NRO's The Corner is worth wading through if only for Rick Brookhiser. This will probably make him less popular among NRO-niks but I'm almost always enlightened, educated and impressed by his writing. Anyway, he seems to me to grasp the issue of Hastert. It's not so much a horrifying cover-up as simple bad management:
Hastert bungled this sky-high, through psychological naivete in the service of wanting to avoid a problem. Telling Foley to go and sin no more was like telling a drunk to go and drink no more. It's easy to think like that when you don't want to rock the boat.
Not a capital crime, just misjudgment. A reader makes the case more expansively here::
I think Hewitt misses the reason that Hastert may be in trouble.
When I first read the e-mails, they seemed creepy because they came from an adult to an unrelated minor with whom the adult had not extensively worked (and one was about one of the pages); it's not accurate to say that they were creepy only because Foley was gay and because the page in question was male. But I entirely agree that they weren't "strong" enough to justify formal action.

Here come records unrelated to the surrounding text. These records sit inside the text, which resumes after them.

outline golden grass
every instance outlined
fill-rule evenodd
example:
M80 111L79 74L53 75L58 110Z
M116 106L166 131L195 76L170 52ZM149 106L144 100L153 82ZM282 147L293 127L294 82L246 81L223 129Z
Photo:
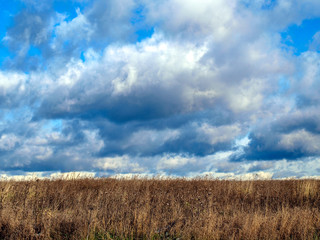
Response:
M0 239L320 239L320 181L0 182Z

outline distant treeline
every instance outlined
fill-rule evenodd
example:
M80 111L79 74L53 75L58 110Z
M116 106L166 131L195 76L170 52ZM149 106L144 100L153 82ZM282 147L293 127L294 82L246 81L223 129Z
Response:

The problem for Hastert is that there is a stage in these incidents short of taking formal action - when you realize (or should realize) that a particular member of Congress has a "problem". That is, based on the e-mails and on the apparent reputation that should have been known by those supervising the pages, Foley appeared to be someone who not only was attracted to pages, but also was not willing to maintain the proper personal distance between himself and the objects of that attraction. This is exactly the scenario that would exist if the member was heterosexual and the page was of the opposite sex, or for that matter, if a member had a bad temper and had a tendency to verbally abuse the pages, or if a member had a drinking problem that led him to engage in embarrassing public misbehavior.
It's basic management: Realizing that you have a problem supervisor, figuring out the extent of the problem and addressing that problem. It doesn't look like Hastert did it; if he had, he might have realized that even if he couldn't "prove" that Foley had violated any law or rule, he was someone, at the very least, who should be discouraged from seeking re-election because he was a potential embarrassment to the party and to the Congress. At the very least, he should have spoken with Foley about the situation and made it clear that someone else was better suited to represent Republicans in Foley's district. It was Hastert - not ABC or the newspapers - who had an obligation to make sure that Republicans in Foley's district weren't nominating someone who might embarrass them.
If I was a member of Hastert's caucus, I'd have serious doubts about his management ability. And that's reason enough to get a different speaker, regardless of whether it gives a "victory" to the other side. The failure to hold Hastert responsible for his failure lends credence to the theory that the current GOP majority is suffering from an arrogance of power and needs to be brought down.